About a quarter of the decline in the labor-force participation rate from 2008 to 2011 among 16- to 79-year-olds is due to long-run demographic changes, such as the retirement of baby boomers, economists from the Chicago Fed said in a paper released Feb. 1.
The efforts in Washington to find both the long-term unemployed and out-of-work who have given up searching has found a roughly equal number of males and females in the pool of “disaffected, disconnected” workers who have “checked out,” mostly between the ages of 22 to 44, Bailey said.
“There are a large number of reasons why people are not working or engaged in the process,” he said. “We found some people homeless and living in shelters, some living with family members, some having been involved in illegal activity, and many relying on public assistance programs. Some found themselves not believing they would be able to get back to work, and some have grown accustomed to not finding a job.”
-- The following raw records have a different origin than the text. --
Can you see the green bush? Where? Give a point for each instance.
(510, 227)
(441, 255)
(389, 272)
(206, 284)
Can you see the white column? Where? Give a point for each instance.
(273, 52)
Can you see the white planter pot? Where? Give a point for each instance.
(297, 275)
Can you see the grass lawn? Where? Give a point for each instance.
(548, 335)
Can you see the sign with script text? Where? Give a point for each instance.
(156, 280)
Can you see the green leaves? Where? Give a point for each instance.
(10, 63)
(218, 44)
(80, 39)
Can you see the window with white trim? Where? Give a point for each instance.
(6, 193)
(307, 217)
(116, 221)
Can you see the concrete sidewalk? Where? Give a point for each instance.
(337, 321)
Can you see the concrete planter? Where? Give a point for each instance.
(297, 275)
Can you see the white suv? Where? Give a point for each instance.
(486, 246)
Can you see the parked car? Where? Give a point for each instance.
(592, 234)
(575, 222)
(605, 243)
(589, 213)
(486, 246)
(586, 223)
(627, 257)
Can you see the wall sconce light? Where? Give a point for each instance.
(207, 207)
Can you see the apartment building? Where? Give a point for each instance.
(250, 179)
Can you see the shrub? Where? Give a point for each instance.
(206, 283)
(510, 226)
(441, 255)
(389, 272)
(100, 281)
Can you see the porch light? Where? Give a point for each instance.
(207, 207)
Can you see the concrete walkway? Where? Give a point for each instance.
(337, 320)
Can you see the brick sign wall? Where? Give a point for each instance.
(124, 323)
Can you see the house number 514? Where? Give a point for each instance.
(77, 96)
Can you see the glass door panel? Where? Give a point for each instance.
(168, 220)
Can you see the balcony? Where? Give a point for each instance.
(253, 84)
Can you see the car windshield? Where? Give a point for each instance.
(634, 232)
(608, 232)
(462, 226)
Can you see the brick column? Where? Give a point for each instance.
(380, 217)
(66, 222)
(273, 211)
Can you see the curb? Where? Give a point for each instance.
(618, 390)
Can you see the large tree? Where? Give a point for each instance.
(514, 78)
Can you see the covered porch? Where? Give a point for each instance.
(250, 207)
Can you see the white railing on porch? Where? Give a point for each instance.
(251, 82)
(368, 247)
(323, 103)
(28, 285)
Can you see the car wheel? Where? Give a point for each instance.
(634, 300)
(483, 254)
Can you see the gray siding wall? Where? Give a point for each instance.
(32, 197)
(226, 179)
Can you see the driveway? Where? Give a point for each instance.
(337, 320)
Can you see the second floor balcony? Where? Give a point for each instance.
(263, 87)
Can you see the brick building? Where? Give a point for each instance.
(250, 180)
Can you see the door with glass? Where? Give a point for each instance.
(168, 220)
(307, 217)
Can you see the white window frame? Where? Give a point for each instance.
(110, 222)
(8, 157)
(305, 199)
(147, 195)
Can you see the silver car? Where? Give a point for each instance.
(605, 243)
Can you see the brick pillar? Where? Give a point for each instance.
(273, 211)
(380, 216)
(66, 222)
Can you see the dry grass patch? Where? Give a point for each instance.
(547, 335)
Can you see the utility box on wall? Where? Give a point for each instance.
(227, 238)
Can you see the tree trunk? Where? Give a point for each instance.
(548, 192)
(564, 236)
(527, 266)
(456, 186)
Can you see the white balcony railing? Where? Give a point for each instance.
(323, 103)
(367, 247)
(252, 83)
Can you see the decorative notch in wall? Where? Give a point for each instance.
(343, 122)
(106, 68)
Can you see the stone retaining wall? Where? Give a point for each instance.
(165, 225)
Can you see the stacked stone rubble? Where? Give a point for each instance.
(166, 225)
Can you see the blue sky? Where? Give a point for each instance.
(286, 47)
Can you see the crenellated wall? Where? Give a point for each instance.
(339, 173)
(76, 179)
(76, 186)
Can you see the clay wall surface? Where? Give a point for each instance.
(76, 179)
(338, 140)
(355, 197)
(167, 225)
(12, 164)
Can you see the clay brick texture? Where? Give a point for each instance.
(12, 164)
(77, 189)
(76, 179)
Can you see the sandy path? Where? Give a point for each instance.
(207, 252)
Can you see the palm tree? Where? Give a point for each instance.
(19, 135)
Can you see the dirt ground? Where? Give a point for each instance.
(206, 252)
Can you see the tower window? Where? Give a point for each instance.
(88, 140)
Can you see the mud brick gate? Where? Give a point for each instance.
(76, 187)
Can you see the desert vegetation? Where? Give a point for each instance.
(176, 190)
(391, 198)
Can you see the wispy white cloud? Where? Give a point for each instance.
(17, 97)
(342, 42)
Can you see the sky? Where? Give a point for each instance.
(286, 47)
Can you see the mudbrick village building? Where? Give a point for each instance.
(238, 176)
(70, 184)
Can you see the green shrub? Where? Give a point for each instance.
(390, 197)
Tanya Smith, 46, said she is ready to begin looking again after losing her last full-time job in 2008 as a teacher’s aide, which paid $13.63 an hour.

Looking for Work

“You go on enough interviews, it does take you to that point where you think, ‘No one’s going to hire me so let me get out for a little while,’” said Smith, a mother of four from Washington. “I know there’s a job out there for me. Where it is, I don’t know.”
Smith said she spent September through December of last year doing housework, volunteering at her church, and attending parent-teacher meetings at her son’s school. Meanwhile, she relied on her husband’s salary as an assistant supervisor at a university, along with income from his side business repairing watches.
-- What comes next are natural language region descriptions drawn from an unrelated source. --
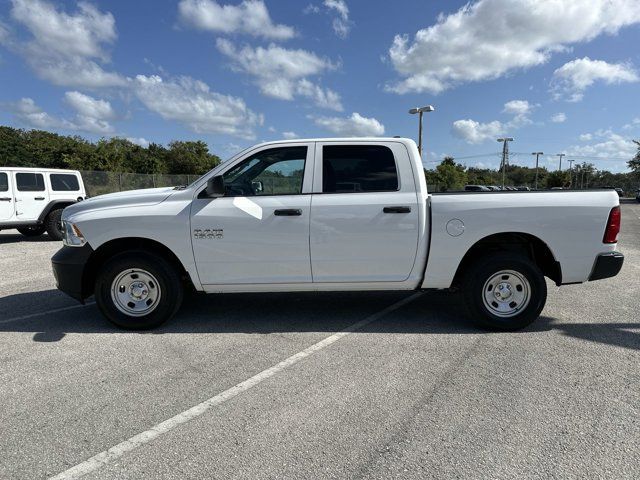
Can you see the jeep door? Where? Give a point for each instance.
(31, 195)
(258, 232)
(6, 197)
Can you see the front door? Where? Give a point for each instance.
(30, 195)
(6, 197)
(364, 214)
(259, 231)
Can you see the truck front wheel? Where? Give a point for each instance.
(504, 291)
(138, 290)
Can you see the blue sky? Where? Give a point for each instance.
(557, 76)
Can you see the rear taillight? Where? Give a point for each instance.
(613, 226)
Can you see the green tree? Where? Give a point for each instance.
(450, 175)
(190, 158)
(558, 179)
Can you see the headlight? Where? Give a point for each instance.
(72, 235)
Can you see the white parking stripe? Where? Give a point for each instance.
(102, 458)
(55, 310)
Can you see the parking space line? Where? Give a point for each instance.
(101, 459)
(33, 315)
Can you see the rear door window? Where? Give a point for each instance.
(64, 182)
(358, 168)
(30, 182)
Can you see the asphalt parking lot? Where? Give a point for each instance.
(413, 390)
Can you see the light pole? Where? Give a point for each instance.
(537, 154)
(420, 111)
(505, 154)
(570, 172)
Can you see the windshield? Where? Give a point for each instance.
(196, 181)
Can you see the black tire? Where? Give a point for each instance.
(32, 231)
(169, 286)
(53, 224)
(526, 277)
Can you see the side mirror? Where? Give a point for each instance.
(257, 185)
(215, 187)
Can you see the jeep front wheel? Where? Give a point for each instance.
(53, 224)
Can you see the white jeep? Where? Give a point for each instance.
(32, 199)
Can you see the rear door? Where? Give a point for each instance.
(6, 197)
(31, 195)
(64, 186)
(364, 213)
(258, 233)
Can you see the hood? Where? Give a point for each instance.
(147, 196)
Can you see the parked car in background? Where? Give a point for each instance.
(32, 199)
(476, 188)
(342, 215)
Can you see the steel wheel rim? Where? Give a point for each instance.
(135, 292)
(506, 293)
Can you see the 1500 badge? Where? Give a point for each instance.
(208, 234)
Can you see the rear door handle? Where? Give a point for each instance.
(288, 212)
(396, 209)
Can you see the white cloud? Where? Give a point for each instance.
(65, 48)
(32, 115)
(606, 144)
(341, 24)
(490, 38)
(634, 124)
(141, 141)
(518, 107)
(92, 114)
(4, 33)
(573, 78)
(192, 103)
(472, 131)
(281, 73)
(477, 132)
(89, 106)
(354, 126)
(251, 17)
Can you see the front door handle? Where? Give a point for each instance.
(396, 209)
(288, 212)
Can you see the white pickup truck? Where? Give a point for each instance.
(332, 214)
Washington officials have placed more than 2,000 out-of- work people since September, using a campaign in five languages that also includes public-service announcements and websites such as Twitter Inc.’s twitter.com and Facebook Inc.’s facebook.com, said David Thompson, spokesman for the city’s Department of Employment Services. More than 450 employers — such as Safeway Inc., CVS Caremark Corp., Denny’s Corp., and 7- Eleven Inc. — are participating in the program.

Outreach Programs

The city’s efforts go beyond those being made in some states where unemployment levels are among the highest in the country.
In California, where the jobless rate was 11.1 percent in December, reaching out to workers needing a job “has grown more difficult as layoffs have soared and funding of our programs has dwindled,” Patrick Joyce, a spokesman for the state’s employment development department, said in a statement.
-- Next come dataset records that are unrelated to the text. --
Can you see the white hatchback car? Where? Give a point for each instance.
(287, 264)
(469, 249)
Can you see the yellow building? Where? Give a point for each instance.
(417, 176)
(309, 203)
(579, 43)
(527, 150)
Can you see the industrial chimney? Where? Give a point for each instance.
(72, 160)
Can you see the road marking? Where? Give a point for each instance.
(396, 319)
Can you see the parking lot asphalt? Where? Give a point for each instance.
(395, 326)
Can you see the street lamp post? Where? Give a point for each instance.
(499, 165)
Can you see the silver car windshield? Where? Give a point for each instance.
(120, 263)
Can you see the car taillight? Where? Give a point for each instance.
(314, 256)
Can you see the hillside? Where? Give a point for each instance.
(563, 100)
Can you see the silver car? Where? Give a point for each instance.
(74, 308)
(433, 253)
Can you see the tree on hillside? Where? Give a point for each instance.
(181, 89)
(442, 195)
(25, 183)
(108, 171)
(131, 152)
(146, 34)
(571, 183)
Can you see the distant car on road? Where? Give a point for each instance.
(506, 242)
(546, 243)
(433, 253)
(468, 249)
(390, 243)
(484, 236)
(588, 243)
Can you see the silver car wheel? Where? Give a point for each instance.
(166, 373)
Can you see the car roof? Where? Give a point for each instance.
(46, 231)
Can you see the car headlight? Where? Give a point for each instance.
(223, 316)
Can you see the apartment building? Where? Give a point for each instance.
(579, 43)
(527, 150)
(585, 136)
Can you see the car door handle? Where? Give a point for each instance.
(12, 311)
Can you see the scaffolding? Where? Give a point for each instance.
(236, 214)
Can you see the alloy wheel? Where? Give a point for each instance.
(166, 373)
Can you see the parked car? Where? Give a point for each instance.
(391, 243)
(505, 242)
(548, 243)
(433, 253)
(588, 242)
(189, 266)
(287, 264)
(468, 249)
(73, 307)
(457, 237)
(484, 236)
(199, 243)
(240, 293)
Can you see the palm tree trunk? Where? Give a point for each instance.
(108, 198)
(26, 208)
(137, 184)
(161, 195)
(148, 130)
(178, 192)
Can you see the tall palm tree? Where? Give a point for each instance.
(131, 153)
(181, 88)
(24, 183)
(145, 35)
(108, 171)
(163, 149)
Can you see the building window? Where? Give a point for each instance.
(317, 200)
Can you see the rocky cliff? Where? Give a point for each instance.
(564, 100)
Michigan, which had 9.3 percent unemployment as of December, has no program to reach out to discouraged people who have dropped out of the labor market, according to the state’s Unemployment Insurance Agency.
For millions of workers counted as long-term unemployed, the search continues. Teresa Johnson, 56, hasn’t had a full-time job since April 2005, when she was earning $5.25 an hour as an administrative assistant and secretarial trainee.
“It’s very frustrating,” said Johnson, a Washington, D.C., resident. “I do a lot of praying. You go through a lot of headaches and it wears you down.”
Still, “you feel a little bit more confident when somebody is helping you find work,” she said of the city’s outreach efforts.